Using Anatomage Invivo5 CBCT software, sagittal slices were taken of the CBCT image through the middle of the root canal, at the midpoint of the long axis of the right central incisor (Fig. 1). From the sagittal slice of the center of the incisor, pretreatment measurements were taken for the buccolingual width at the apex and the alveolar crest (Fig. 2).
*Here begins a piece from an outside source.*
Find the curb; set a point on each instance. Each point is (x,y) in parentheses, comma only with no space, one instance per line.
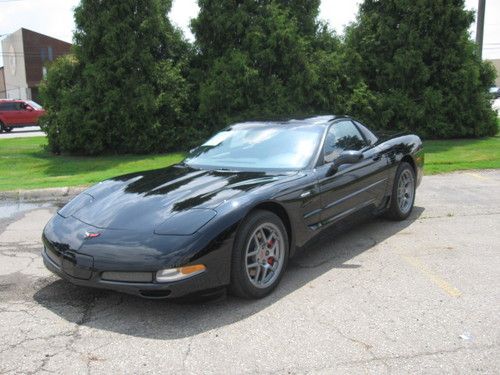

Reproducibility measurement
To test observer reliability, the measurements were repeated for ten subjects in each group, 1 month apart by the same investigator. The small difference in the measurements at the two observation times indicated reproducibility of the method.
Statistical analysis
The F test, or one-way analysis of variance (ANOVA), was used for statistical analysis. The means and standard deviations of each value were also calculated. When ANOVA was significant at 95 %, the Bonferroni correction was applied to verify where the statistically significant differences were correlated.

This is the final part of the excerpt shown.